Anche per Carla Brigliadori tutto parte dalla pasta fresca, che non viene stesa ma rigorosamente tirata, come spiega ai partecipanti ai suoi corsi che si tengono a Casa Artusi, nella vicina cittadina di Forlimpopoli. Pellegrino Artusi era un ricco uomo d’affari con un debole per la cucina casalinga italiana, che ha immortalato nel libro autopubblicato «La scienza in cucina e l’arte di mangiar bene». Ogni nuova edizione veniva completata con le variazioni delle lettrici per le quali l’«Artusi» era diventato il ricettario di riferimento all’inizio del 20° secolo.
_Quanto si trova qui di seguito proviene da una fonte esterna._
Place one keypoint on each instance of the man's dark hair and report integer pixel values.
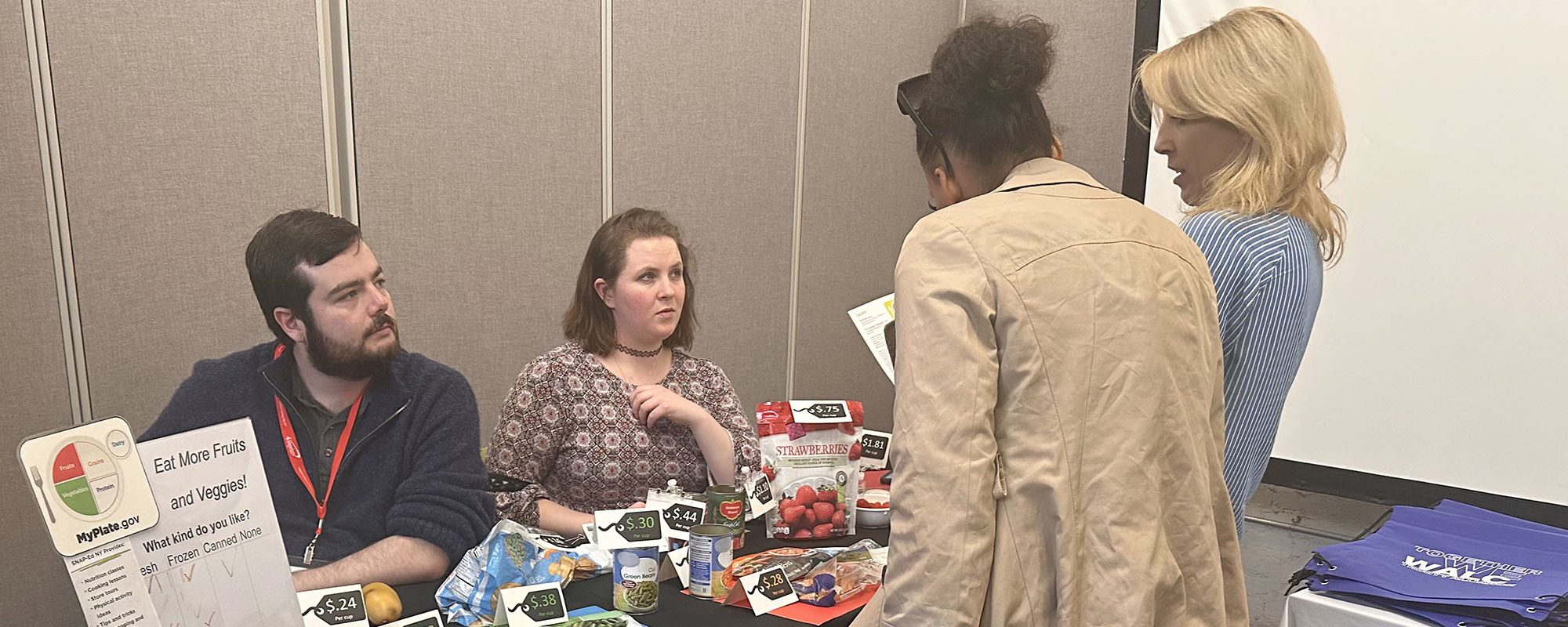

Oggi Casa Artusi, lasciata in eredità dal commerciante alla sua città natale, è un importante centro di cultura gastronomica – con una scuola di cucina, un ristorante e anche una biblioteca – impegnato nella conservazione e nell’attento sviluppo del canone di ricette da lui documentato. Carla Brigliadori è responsabile in particolare dei piatti di pasta, ai quali Artusi attribuiva un ruolo fondamentale già quando erano ancora lontani dal diventare il pasto quotidiano e più amato degli italiani.
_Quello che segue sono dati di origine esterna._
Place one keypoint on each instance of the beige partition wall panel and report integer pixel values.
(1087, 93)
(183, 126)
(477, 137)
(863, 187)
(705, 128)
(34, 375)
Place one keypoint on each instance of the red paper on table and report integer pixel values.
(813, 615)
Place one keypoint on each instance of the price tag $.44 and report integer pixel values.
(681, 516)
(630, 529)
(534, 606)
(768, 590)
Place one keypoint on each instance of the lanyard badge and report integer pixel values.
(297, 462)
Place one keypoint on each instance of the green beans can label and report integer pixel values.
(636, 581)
Ha quindi le carte in regola per definirsi «sfoglina», come vengono chiamate qui le maestre nell’arte della pasta fresca fatta a mano con il mattarello. A partire da una sfoglia sanno creare ogni formato di pasta. Carla ci svela un trucco, a parte l’olio di gomito che ci vuole per tirarla: lascia che una metà penda dallo spianatoio davanti a lei. In questo modo può lavorare la pasta pezzo per pezzo senza doversi piegare in avanti. Oltre ai tortellini, Carla ritaglia velocemente dalla sfoglia diversi formati di pasta. Fra tutti, rimaniamo particolarmente affascinati dalla preparazione dei garganelli. Dall’aspetto simile ai maccheroni rigati, a forma tubolare e lunghi quasi un dito, ricordano un po’ dei croissant in miniatura cavi e dritti. Si ottengono arrotolando una piccola losanga di sfoglia intorno ad un bastoncino. Per rigarli, si pressano su un telaio artigianale composto da listarelle di canna, detto pettine. Un metodo semplice quanto geniale. Come dire: evviva la pasta!
Testo e foto: Christoph Weymann
Da sapere
Dove alloggiare
Piazza Nova Guest House, Ferrara: appartamenti tranquilli e accoglienti
piazzanova.it, agriturismo.it
Dove mangiare e bere
Trattoria da Noemi, Ferrara: cucina tradizionale di alto livello in pieno centro storico
Ristorante Luis, Collinello (Bertinoro): pasta fresca, vista meravigliosa
Dove fare acquisti
Mercato Coperto, Ravenna: pasta fresca e tanto altro
Fattoria Paradiso: vigneto in una splendida posizione vicino a Bertinoro, alcuni vitigni rari
Nardini Loretta: olio biologico di alta qualità a Bertinoro. Pure Brisighella, a sud-ovest di Faenza, è nota per la produzione di olio.
Sale dolce: il sale dolce di Cervia è considerato particolarmente puro
Consigli
Sia all’andata che al ritorno, vale la pena fare una sosta nell’Emilia occidentale. Gli Appennini a sud-ovest di Reggio nell’Emilia offrono caseifici con parmigiano di montagna e bellissime escursioni (massiccio roccioso Pietra di Bismantova).